Строгановские холопы упали на колени, торопливо смахнули войлочные шапки. Вперед вышел Евстрат Редькин с перевязанным глазом. Он неустрашимо стал против атамана:
— О каком худе говоришь, атаман? Коли пришел угощать плетью, то добей первого меня! Каждая кровинушка наша кипит от гнева. Выслушай нас.
Казаки закричали:
— И слушать нечего, батько! Давай в плетки, а то в сабли!
— Стой! — властно поднял руку Ермак. — Голодное брюхо плетью не накормишь!
— Вер-на-а! — глухо раздалось в толпе, и опять все заговорили разом:
— Мочи нашей нет! Пожгем все и уйдем!..
— Куда уйдешь, дурья голова? — прикрикнул на солевара Иванко Кольцо.
— К вам, к Ермаку-батьке уйдем. Возьми нас!
У атамана дернулась густая бровь — всех бы пожалел он, да разве можно?.. На службе он у Строгановых.

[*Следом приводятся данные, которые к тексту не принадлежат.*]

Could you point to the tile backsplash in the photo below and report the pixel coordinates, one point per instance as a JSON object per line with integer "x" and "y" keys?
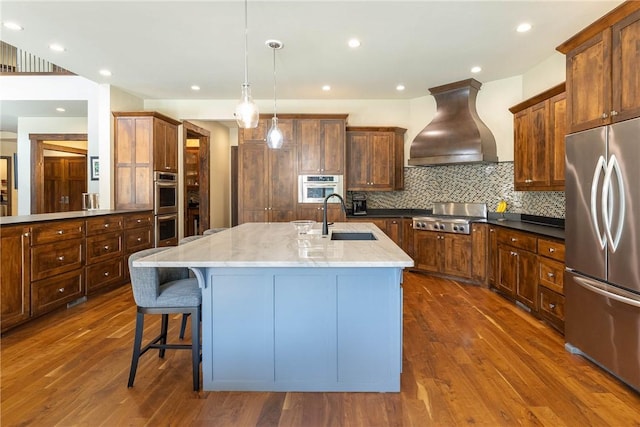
{"x": 478, "y": 183}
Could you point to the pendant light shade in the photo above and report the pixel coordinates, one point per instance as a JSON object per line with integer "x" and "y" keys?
{"x": 275, "y": 138}
{"x": 247, "y": 113}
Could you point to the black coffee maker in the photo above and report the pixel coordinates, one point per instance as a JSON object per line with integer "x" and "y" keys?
{"x": 359, "y": 204}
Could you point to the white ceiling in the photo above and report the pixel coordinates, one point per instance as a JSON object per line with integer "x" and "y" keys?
{"x": 158, "y": 49}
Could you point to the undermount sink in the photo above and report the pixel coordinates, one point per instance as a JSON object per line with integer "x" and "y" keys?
{"x": 352, "y": 235}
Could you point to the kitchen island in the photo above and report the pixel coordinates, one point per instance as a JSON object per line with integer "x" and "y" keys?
{"x": 283, "y": 311}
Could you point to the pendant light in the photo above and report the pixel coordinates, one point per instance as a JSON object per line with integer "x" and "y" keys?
{"x": 275, "y": 138}
{"x": 246, "y": 114}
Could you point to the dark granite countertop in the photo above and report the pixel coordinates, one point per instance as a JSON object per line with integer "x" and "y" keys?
{"x": 545, "y": 226}
{"x": 28, "y": 219}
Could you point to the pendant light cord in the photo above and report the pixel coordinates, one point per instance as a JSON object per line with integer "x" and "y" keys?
{"x": 275, "y": 109}
{"x": 246, "y": 50}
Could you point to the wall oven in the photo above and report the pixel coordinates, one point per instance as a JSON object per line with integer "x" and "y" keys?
{"x": 314, "y": 188}
{"x": 166, "y": 193}
{"x": 166, "y": 230}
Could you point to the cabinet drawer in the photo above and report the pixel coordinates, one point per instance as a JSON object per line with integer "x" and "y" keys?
{"x": 138, "y": 220}
{"x": 551, "y": 249}
{"x": 552, "y": 274}
{"x": 517, "y": 239}
{"x": 103, "y": 247}
{"x": 552, "y": 307}
{"x": 49, "y": 294}
{"x": 55, "y": 258}
{"x": 137, "y": 239}
{"x": 54, "y": 232}
{"x": 104, "y": 274}
{"x": 104, "y": 224}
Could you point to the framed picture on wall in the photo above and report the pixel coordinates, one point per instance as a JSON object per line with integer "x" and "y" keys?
{"x": 94, "y": 164}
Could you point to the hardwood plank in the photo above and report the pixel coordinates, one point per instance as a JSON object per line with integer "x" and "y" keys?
{"x": 469, "y": 357}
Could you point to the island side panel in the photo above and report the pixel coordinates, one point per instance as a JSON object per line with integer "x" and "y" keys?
{"x": 302, "y": 329}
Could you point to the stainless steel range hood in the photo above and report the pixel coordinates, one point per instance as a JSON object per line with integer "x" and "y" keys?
{"x": 456, "y": 134}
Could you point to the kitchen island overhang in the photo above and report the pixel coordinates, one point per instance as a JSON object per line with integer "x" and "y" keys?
{"x": 289, "y": 312}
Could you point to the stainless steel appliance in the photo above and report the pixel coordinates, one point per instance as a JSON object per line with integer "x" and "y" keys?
{"x": 451, "y": 217}
{"x": 166, "y": 192}
{"x": 166, "y": 230}
{"x": 359, "y": 202}
{"x": 314, "y": 188}
{"x": 602, "y": 231}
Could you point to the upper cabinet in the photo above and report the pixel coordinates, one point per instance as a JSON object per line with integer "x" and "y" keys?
{"x": 375, "y": 158}
{"x": 602, "y": 64}
{"x": 539, "y": 129}
{"x": 144, "y": 142}
{"x": 321, "y": 145}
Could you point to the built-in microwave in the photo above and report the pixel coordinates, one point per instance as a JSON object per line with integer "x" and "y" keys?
{"x": 314, "y": 188}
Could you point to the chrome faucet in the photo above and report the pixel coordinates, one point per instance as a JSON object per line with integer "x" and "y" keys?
{"x": 325, "y": 226}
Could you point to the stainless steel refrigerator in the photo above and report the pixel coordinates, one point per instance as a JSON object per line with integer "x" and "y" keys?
{"x": 602, "y": 231}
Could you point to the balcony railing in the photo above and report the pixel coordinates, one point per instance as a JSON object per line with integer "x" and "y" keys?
{"x": 18, "y": 61}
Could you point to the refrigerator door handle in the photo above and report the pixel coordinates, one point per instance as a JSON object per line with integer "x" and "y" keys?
{"x": 600, "y": 169}
{"x": 607, "y": 202}
{"x": 589, "y": 285}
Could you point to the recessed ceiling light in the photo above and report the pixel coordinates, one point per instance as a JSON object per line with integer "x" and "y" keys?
{"x": 524, "y": 27}
{"x": 13, "y": 26}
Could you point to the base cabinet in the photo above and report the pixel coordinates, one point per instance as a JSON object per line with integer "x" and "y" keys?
{"x": 14, "y": 276}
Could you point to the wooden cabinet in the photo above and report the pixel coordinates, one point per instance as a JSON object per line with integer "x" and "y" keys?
{"x": 165, "y": 146}
{"x": 375, "y": 158}
{"x": 314, "y": 211}
{"x": 57, "y": 264}
{"x": 444, "y": 253}
{"x": 267, "y": 184}
{"x": 144, "y": 142}
{"x": 321, "y": 145}
{"x": 539, "y": 130}
{"x": 517, "y": 266}
{"x": 14, "y": 276}
{"x": 492, "y": 272}
{"x": 104, "y": 252}
{"x": 551, "y": 281}
{"x": 602, "y": 62}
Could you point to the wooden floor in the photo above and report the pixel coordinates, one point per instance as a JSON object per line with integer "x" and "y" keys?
{"x": 470, "y": 357}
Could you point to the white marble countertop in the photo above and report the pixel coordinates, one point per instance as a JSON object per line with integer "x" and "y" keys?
{"x": 280, "y": 245}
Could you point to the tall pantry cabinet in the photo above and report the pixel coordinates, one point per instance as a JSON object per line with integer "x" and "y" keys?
{"x": 145, "y": 142}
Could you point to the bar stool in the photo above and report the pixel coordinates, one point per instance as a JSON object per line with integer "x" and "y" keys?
{"x": 183, "y": 325}
{"x": 160, "y": 290}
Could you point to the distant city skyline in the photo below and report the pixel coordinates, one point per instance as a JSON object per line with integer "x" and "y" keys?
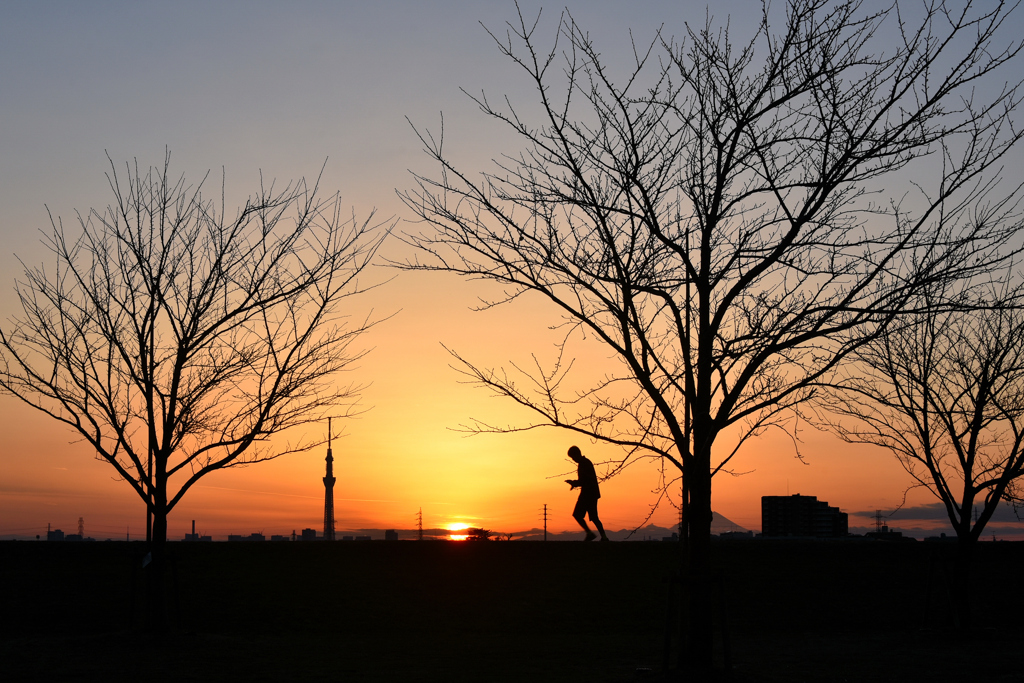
{"x": 280, "y": 89}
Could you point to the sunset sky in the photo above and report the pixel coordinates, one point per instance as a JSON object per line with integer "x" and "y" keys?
{"x": 252, "y": 86}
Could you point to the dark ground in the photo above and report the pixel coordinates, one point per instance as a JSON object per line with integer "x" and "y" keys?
{"x": 500, "y": 611}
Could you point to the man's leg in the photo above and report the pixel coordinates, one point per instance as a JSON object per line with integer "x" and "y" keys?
{"x": 578, "y": 514}
{"x": 597, "y": 522}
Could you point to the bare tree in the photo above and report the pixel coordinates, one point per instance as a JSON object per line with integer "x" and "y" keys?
{"x": 729, "y": 219}
{"x": 944, "y": 391}
{"x": 175, "y": 339}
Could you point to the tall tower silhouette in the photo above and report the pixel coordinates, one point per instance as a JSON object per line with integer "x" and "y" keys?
{"x": 329, "y": 489}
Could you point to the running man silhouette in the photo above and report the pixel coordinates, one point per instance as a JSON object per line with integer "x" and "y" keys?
{"x": 589, "y": 493}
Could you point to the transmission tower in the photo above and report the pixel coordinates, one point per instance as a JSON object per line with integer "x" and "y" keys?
{"x": 329, "y": 489}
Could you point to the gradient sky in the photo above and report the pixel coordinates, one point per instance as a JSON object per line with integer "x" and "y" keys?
{"x": 252, "y": 86}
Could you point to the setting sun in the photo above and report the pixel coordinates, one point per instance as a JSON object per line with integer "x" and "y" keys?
{"x": 458, "y": 526}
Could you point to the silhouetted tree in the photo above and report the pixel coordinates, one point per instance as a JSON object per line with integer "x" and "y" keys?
{"x": 944, "y": 391}
{"x": 728, "y": 219}
{"x": 175, "y": 339}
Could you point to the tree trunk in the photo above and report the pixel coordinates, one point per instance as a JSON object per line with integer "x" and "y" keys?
{"x": 696, "y": 571}
{"x": 962, "y": 579}
{"x": 156, "y": 569}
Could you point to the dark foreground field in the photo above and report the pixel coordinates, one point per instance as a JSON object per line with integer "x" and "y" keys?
{"x": 499, "y": 611}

— Говори один кто, в чем дело? — приказал Ермак. — Сказывай хоть ты, что тут вышло? — показал он плетью на Редькина. Солевар поднял руки:
— Тише, братцы. Ордой шумите!
Голоса стали стихать. Одинокие выкрики бросались торопливо:
— Говори всю правду!
— А то как же? Известно, расскажу всю правду! — успокоил работных Евстрат и поднял уцелевшее око на Ермака. И такую боль и страдание прочел в его взгляде атаман, что сердце у него заныло.
— Говори же твою правду! — глухо вымолвил он.
Редькин взволнованно заговорил:
— Работой душат… Весь день едкий пар ест глаза, спирает грудь. Каторжная работенка, от темна до темна!
— А о пахарях? А о рудокопах? О жигарях забыл! — закричали в разных углах.
— А рыбаки?
— И о рыбаках, — продолжал прерванную речь Редькин, — и о пахотниках, и рудокопщиках — о всех смердах, атамане, мое слово душевное. Все мы голодны, волочимся в наготе и в босоте, — все передрали. И силушку свою вымотали. Женки на сносях до последнего часа коробья с солью волокут в амбары, ребята малые, неокрепшие, уже силу теряют, надрываются. А вместо хлебушка, — батоги и рогатки. Многие в леса сбежали, иные от хвори сгинули, а то с голоду перемерли.